Epic, and wonderful! I think next week I might give something like Eldritch Horror an outing, as I haven’t played that game since May…
Going back to Flying Frog, however, we had another Shadows of Brimstone update this week, which told us that the games are currently stuck in transit between Germany and the UK, but should hopefully be shipping out within the next week. I’m starting to lose faith in this, to be perfectly honest, as it’s been taking so long and stuff, but we’ll see what next week brings! I’m sure, when the game and all the additional kickstarter goodness is in my hands, this will all be a distant memory…

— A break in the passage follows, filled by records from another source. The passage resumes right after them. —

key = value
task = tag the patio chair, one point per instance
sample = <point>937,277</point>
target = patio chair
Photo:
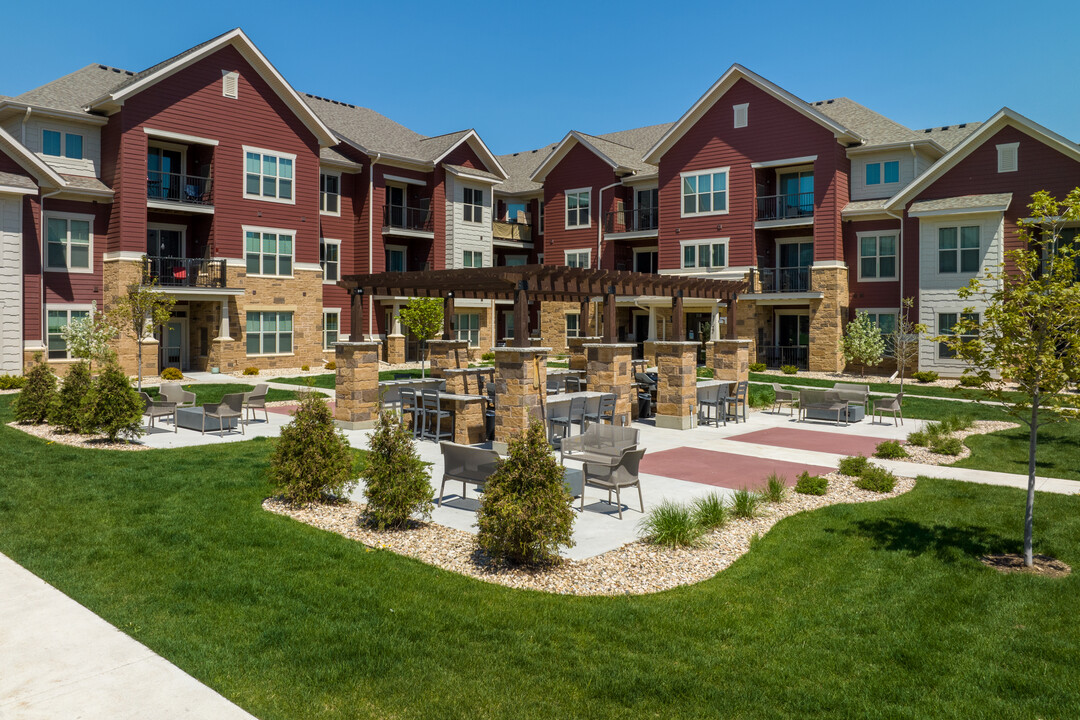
<point>882,405</point>
<point>790,397</point>
<point>231,406</point>
<point>173,393</point>
<point>256,401</point>
<point>616,477</point>
<point>153,409</point>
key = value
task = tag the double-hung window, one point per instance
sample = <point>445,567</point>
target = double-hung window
<point>268,175</point>
<point>577,207</point>
<point>268,253</point>
<point>877,257</point>
<point>958,249</point>
<point>329,258</point>
<point>269,333</point>
<point>705,192</point>
<point>69,242</point>
<point>473,203</point>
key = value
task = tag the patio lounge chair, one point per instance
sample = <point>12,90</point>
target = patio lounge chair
<point>466,464</point>
<point>158,409</point>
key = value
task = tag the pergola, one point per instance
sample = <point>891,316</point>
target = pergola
<point>524,284</point>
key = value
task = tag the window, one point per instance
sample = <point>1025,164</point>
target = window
<point>704,254</point>
<point>69,241</point>
<point>473,205</point>
<point>332,323</point>
<point>268,175</point>
<point>467,326</point>
<point>329,193</point>
<point>578,258</point>
<point>57,320</point>
<point>705,192</point>
<point>577,208</point>
<point>57,144</point>
<point>268,253</point>
<point>877,257</point>
<point>329,258</point>
<point>958,258</point>
<point>945,324</point>
<point>269,333</point>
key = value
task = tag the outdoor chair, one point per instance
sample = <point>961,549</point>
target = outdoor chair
<point>467,465</point>
<point>616,477</point>
<point>882,405</point>
<point>231,406</point>
<point>256,401</point>
<point>153,409</point>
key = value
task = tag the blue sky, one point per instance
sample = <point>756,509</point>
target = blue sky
<point>525,73</point>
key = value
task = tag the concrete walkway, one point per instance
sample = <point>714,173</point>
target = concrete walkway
<point>58,660</point>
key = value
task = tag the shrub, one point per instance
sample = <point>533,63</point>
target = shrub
<point>38,394</point>
<point>811,485</point>
<point>745,503</point>
<point>710,512</point>
<point>311,459</point>
<point>854,465</point>
<point>877,479</point>
<point>525,514</point>
<point>890,450</point>
<point>112,407</point>
<point>671,524</point>
<point>397,481</point>
<point>67,411</point>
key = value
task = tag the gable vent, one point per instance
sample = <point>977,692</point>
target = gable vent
<point>230,84</point>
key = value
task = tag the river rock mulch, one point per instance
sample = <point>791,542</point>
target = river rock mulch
<point>634,569</point>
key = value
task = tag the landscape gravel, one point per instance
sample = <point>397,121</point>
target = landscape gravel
<point>634,569</point>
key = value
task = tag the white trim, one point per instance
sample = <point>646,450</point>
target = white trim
<point>179,137</point>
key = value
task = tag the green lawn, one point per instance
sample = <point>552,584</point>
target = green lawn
<point>873,611</point>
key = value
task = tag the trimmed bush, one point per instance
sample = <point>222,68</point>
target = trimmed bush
<point>890,450</point>
<point>67,412</point>
<point>811,485</point>
<point>397,481</point>
<point>38,394</point>
<point>525,514</point>
<point>311,459</point>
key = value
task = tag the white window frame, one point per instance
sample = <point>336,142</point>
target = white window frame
<point>589,215</point>
<point>876,234</point>
<point>68,308</point>
<point>322,193</point>
<point>698,173</point>
<point>49,215</point>
<point>323,242</point>
<point>270,231</point>
<point>710,243</point>
<point>279,155</point>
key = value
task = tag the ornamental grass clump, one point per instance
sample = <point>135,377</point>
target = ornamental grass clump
<point>397,484</point>
<point>311,460</point>
<point>525,514</point>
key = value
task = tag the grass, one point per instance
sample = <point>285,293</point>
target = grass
<point>288,621</point>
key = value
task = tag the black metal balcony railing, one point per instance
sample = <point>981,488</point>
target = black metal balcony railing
<point>784,207</point>
<point>636,220</point>
<point>185,272</point>
<point>178,188</point>
<point>785,280</point>
<point>408,218</point>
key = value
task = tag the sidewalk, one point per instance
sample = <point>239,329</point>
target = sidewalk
<point>59,660</point>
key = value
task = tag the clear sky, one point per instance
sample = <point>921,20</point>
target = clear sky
<point>524,73</point>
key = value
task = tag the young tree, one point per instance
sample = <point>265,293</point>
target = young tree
<point>863,342</point>
<point>423,317</point>
<point>1029,330</point>
<point>137,312</point>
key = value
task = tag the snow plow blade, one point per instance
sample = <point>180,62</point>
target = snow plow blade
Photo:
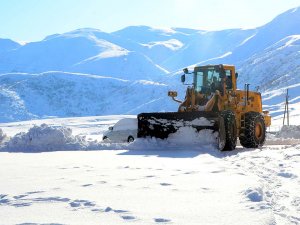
<point>160,125</point>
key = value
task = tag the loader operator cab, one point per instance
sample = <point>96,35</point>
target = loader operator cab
<point>209,79</point>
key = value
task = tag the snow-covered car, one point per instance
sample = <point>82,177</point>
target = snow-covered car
<point>125,130</point>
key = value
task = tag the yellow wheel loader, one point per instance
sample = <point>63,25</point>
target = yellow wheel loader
<point>213,95</point>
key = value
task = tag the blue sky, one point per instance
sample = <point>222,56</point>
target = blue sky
<point>32,20</point>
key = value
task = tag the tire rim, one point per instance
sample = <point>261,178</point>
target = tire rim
<point>258,131</point>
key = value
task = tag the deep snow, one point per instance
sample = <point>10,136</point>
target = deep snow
<point>146,182</point>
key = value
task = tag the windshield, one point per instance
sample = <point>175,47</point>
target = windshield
<point>207,79</point>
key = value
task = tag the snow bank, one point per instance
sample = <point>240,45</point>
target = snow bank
<point>46,138</point>
<point>292,131</point>
<point>56,138</point>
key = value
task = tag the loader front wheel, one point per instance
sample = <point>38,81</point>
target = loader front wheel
<point>253,134</point>
<point>230,130</point>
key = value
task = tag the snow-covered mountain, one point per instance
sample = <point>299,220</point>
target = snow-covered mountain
<point>130,70</point>
<point>24,96</point>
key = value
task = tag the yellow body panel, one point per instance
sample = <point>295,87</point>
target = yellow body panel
<point>238,101</point>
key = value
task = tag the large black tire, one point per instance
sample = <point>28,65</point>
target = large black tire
<point>253,134</point>
<point>230,130</point>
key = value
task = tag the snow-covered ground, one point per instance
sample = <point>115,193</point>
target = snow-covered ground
<point>146,182</point>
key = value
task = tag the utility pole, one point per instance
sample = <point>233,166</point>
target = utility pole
<point>286,108</point>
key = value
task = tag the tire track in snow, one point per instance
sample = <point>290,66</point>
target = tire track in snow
<point>270,168</point>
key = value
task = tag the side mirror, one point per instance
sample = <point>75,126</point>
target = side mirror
<point>183,78</point>
<point>172,94</point>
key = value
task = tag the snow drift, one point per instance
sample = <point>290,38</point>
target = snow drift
<point>46,138</point>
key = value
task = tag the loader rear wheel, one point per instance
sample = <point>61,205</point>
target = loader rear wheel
<point>230,130</point>
<point>253,135</point>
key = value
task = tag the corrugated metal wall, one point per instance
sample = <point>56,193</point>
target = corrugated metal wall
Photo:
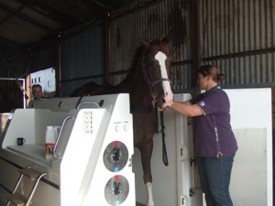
<point>239,36</point>
<point>82,59</point>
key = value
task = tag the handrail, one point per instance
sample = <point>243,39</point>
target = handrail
<point>96,104</point>
<point>59,135</point>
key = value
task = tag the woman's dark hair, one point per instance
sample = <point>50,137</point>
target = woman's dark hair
<point>210,70</point>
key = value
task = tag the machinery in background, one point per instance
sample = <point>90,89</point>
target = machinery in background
<point>91,160</point>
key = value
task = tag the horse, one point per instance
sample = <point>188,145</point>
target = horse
<point>147,83</point>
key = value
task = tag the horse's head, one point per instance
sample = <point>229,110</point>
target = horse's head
<point>155,69</point>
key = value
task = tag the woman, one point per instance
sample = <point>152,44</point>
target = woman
<point>214,142</point>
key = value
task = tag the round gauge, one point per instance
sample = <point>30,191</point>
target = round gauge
<point>116,190</point>
<point>115,156</point>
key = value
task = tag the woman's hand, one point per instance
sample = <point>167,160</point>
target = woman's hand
<point>168,101</point>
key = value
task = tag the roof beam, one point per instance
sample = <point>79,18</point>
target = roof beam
<point>27,18</point>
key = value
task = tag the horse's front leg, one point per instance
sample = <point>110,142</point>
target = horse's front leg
<point>146,153</point>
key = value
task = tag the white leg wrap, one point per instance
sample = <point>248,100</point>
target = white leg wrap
<point>150,201</point>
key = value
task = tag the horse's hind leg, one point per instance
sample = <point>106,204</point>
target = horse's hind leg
<point>146,153</point>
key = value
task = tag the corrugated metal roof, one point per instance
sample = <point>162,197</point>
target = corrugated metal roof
<point>24,22</point>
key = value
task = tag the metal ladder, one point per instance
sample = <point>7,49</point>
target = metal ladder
<point>18,199</point>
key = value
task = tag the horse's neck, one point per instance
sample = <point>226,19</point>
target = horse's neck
<point>140,94</point>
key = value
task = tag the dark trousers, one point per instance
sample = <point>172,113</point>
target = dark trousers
<point>215,175</point>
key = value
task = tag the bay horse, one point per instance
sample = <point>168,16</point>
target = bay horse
<point>147,83</point>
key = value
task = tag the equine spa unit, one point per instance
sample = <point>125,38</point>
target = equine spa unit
<point>90,163</point>
<point>94,162</point>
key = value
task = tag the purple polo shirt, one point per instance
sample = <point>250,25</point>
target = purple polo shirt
<point>212,131</point>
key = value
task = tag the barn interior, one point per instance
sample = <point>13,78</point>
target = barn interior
<point>65,44</point>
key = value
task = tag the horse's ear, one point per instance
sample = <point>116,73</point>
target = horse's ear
<point>168,37</point>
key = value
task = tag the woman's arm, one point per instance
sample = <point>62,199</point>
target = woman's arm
<point>187,109</point>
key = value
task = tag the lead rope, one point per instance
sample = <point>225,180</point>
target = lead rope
<point>164,151</point>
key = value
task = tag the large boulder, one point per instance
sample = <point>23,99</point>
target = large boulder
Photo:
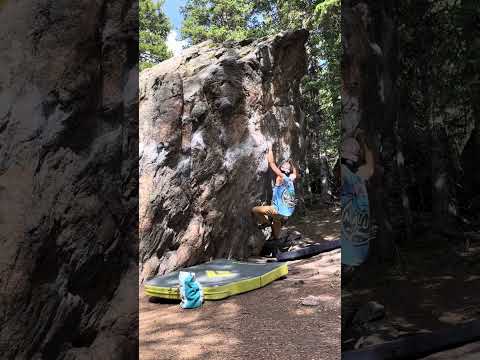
<point>68,179</point>
<point>205,119</point>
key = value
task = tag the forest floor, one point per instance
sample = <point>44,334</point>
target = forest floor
<point>267,323</point>
<point>437,286</point>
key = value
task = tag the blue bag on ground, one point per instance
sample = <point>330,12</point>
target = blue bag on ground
<point>190,290</point>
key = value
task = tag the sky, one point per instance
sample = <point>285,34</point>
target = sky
<point>172,10</point>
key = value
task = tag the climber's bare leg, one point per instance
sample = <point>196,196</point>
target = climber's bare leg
<point>276,227</point>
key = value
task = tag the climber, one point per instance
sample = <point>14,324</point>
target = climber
<point>354,199</point>
<point>283,198</point>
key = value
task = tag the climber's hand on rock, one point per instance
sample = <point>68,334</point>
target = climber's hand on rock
<point>270,154</point>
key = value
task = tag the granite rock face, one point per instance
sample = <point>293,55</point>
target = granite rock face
<point>205,120</point>
<point>68,179</point>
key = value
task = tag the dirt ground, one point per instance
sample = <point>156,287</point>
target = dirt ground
<point>267,323</point>
<point>437,286</point>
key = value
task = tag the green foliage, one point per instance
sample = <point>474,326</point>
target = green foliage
<point>218,20</point>
<point>221,20</point>
<point>154,28</point>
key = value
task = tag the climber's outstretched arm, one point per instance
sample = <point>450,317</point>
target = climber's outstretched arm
<point>271,162</point>
<point>295,172</point>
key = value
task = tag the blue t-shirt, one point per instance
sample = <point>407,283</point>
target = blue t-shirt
<point>355,218</point>
<point>283,199</point>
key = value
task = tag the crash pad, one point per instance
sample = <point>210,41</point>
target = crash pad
<point>219,278</point>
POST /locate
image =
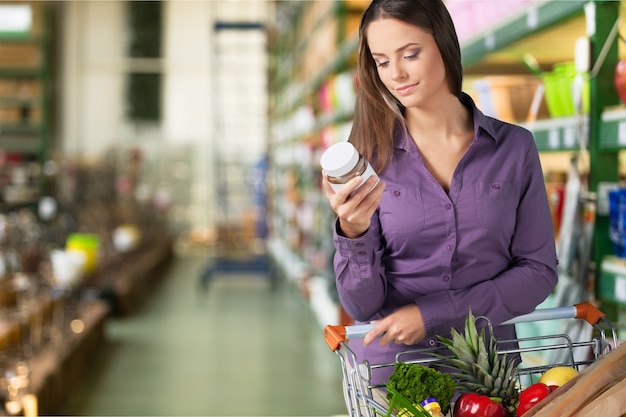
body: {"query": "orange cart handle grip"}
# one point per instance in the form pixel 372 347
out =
pixel 588 312
pixel 334 336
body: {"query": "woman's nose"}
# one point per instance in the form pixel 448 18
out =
pixel 397 71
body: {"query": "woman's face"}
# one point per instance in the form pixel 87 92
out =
pixel 408 61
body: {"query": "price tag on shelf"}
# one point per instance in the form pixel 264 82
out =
pixel 621 133
pixel 554 139
pixel 620 289
pixel 15 18
pixel 532 18
pixel 490 42
pixel 569 137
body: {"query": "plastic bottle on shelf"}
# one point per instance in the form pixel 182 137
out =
pixel 341 162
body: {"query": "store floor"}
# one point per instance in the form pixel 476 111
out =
pixel 237 349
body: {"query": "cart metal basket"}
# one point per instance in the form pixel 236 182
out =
pixel 359 390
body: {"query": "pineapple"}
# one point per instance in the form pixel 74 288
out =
pixel 478 367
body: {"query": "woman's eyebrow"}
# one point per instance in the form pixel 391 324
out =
pixel 400 49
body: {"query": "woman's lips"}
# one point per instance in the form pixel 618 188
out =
pixel 406 89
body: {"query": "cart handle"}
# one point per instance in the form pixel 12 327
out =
pixel 335 335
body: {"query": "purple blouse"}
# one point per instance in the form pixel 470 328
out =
pixel 487 245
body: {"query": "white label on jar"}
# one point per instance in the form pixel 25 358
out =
pixel 369 171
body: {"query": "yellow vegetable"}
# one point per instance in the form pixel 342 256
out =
pixel 558 375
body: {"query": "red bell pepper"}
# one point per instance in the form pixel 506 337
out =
pixel 531 396
pixel 476 405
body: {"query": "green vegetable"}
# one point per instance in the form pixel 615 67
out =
pixel 417 383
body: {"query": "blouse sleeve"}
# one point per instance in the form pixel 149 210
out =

My other kickstarter nightmare, Fallen, seems to be going equally badly. It’s coming up to a year since the game was initially supposed to be shipped, of course, and the most recent update (which arrived this morning) puts it at four weeks before we should all have the game in our hands. That seems to be cutting it awfully close, to me, and I don’t actually expect to have it before xmas. Of course, I might be pleasantly surprised, but still.
These two experiences are really putting me off the kickstarter thing, anyway, and I’m thinking I might not actually bother with any more. But anyway, at least Lagoon was a breeze! I still want to try that game out…along with about a dozen others…
The Odyssey is my favourite book of all time, and yeah I used the Rieu translation. I actually found out recently that somebody wrote a graphic novel adaptation of it so I’m looking forward to seeing what that’s like.
I’ve just had a look on amazon for that, it looks pretty good actually! Thanks for pointing it out – think I might investigate it myself!!